Drug Take-Back Program Launches at Five New York Hospitals:
- Expands access to safe, convenient medication disposal
- Educates medical providers and patients on dangers of leftover meds
Today, five hospitals serving rural New York State began collecting leftover pharmaceuticals from the public free of charge through July 2018. Designed and implemented by the Product Stewardship Institute (PSI) and the New York Product Stewardship Council (NYPSC), this pilot drug take-back program offers residents in Delaware, Monroe, Otsego, and St. Lawrence counties convenient locations to dispose of medications – one part of a comprehensive strategy to reduce the public health and environmental impacts of unused drugs.
Funded by the United States Department of Agriculture, the six-month pilot program enables residents to drop off unwanted, expired, or leftover medications via collection kiosks and pre-paid mail-back envelopes for free, no questions asked. The locked kiosks and mail-back envelopes, acquired through Stericycle, Inc. and managed by the hospital pharmacies, accept both over-the-counter and prescription drugs (schedule II-V The pilot program is informed by PSI’s How-to Guide for Drug Take-Back and an Advisory Committee consisting of public and private-sector experts. These include state and local government, environmental groups, drug abuse prevention groups, Covanta — a pioneer in drug destruction — and others.
“More than 2,000 people in New York State die annually from opioid overdose — most commonly from prescription pain relievers,” said Andrew Radin, NYPSC Chair and Recycling Director for Onondaga County Resource Recovery Agency. “We are honored to work with this impressive coalition to safeguard the environmental and public health of New York communities.”
Participating hospitals include:
- Bassett Medical Center, One Atwell Road, Cooperstown, NY, 13326 – (607) 547-6528
Kiosk: Clinic lobby near outpatient pharmacy; Hours: Mon-Fri 8am – 5:30pm; Sat 8:30am – 12:30pm
- Claxton-Hepburn Medical Center, 214 King Street, Ogdensburg, NY, 13669 – (315) 393-3600
Kiosk: Main lobby; Hours: Mon-Fri 7:30am – 4pm
- Gouverneur Hospital, 77 W Barney St., Gouverneur, NY, 13642 – (315) 287-1000
Kiosk: Main lobby; Hours: Mon-Fri 7am – 3pm
- O’Connor Hospital, 460 Andes Road, Delhi, NY, 13753 – (607) 746-0365
Kiosk: Outpatient pharmacy waiting area; Hours: Mon-Fri 8:30am – 5pm; Sat 8am – 2 pm
- Rochester General Hospital, 1425 Portland Ave., Rochester, NY, 14621 – (585) 922-5382
Kiosk location: Main lobby; Hours: Open 24/7 every day
“Hospital pharmacies are the most convenient, accessible location for their patient population to safely dispose of unused medications,” said Scott Cassel, Chief Executive Officer and Founder of PSI. “This pilot program makes it easy for patients to dispose of drugs responsibly, and will be a model for hospitals across New York and nationwide.”
“As a pharmacist, I recognize the dire need for convenient, safe drug disposal options,” said Susan Bradley, PharmD, Director of Pharmacy Services at Gouverneur Hospital. “We are providing a critical service, and our hospital benefits from increased loyalty and appreciation among our patient community.”

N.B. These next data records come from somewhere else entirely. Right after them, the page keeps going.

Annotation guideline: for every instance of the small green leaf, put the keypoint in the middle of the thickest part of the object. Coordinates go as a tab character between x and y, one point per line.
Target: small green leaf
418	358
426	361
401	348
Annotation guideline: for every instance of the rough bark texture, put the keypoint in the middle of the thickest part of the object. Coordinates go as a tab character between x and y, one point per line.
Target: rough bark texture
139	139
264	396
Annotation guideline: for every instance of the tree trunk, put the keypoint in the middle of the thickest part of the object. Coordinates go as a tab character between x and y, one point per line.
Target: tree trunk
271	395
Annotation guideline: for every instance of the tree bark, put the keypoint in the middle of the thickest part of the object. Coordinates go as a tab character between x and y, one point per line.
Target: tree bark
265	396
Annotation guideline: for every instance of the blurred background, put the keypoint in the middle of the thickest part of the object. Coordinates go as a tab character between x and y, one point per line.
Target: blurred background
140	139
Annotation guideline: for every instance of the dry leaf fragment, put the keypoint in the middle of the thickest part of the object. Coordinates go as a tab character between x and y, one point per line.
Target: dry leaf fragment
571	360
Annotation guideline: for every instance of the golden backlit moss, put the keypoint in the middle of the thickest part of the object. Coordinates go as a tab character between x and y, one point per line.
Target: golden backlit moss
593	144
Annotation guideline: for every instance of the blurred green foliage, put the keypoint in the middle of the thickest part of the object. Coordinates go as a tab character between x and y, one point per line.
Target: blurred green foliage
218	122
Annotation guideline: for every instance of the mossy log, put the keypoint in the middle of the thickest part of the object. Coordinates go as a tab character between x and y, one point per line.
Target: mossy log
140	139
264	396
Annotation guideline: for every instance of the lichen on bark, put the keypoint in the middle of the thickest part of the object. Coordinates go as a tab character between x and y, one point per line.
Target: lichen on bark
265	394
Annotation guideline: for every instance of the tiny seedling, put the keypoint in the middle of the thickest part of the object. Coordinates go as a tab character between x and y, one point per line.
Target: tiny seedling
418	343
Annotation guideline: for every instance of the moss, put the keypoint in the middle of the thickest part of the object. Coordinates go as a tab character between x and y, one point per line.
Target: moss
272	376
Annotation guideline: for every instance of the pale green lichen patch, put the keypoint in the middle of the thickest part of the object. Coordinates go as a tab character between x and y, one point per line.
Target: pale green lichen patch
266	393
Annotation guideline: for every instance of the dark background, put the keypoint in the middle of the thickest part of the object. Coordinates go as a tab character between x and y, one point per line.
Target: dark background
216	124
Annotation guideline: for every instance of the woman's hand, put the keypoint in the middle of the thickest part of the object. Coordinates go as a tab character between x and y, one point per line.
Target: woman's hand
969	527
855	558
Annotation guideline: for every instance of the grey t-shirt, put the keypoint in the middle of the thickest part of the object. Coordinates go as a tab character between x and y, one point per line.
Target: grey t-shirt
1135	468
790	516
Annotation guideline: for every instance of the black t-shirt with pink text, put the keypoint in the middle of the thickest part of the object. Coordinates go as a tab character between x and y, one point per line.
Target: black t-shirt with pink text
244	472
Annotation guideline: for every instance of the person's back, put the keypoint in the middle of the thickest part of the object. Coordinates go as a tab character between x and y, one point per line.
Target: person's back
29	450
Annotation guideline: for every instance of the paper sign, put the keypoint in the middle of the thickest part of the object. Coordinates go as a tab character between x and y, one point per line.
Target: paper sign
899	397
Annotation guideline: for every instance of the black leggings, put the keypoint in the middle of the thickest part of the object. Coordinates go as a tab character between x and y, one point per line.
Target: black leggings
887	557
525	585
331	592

Prescription drug abuse is the fastest growing drug problem in the U.S. – and nearly 70 percent of people who begin abusing prescription drugs get them from a family member or friend, often taking them from medicine cabinets. “Drugs stored in the home can find their way into the hands of children or potential addicts,” warned Greg Guimond, RHP, Director of Pharmacy at the Claxton-Hepburn Medical Center. “Our hospital is proud to provide this new service to help our patients protect their loved ones.”
William LeCates, MD, Acting President at Bassett Medical Center, said, “We are committed to lessening the burden of opioid addiction in our communities. Removing unneeded or expired medications from homes is important in preventing medication misuse and diversion, and is also an important part of preventing addiction and overdose. Our goal in this project is to provide an easily accessible and safe means for disposing of unneeded medications.”
In addition to setting up safe drug disposal options, PSI and NYPSC will work with medical providers to educate patients about safe drug disposal. Douglas J. Hosie, RPH, System Director of Pharmacy at Rochester General Hospital, said, “This pilot program will make it easier for our doctors to keep our patients and their families safe from potentially dangerous leftover medications. We will not only have the materials to educate our patients about potential dangers, but can also point them to a drug drop-off kiosk right here in the lobby.”
At the end of this project, PSI and NYPSC will release an online Toolkit that medical professionals nationwide can use to learn about safe drug disposal and educate their patients about how to properly remove leftover drugs from their homes. The project will conclude with a national webinar to share results and lessons learned.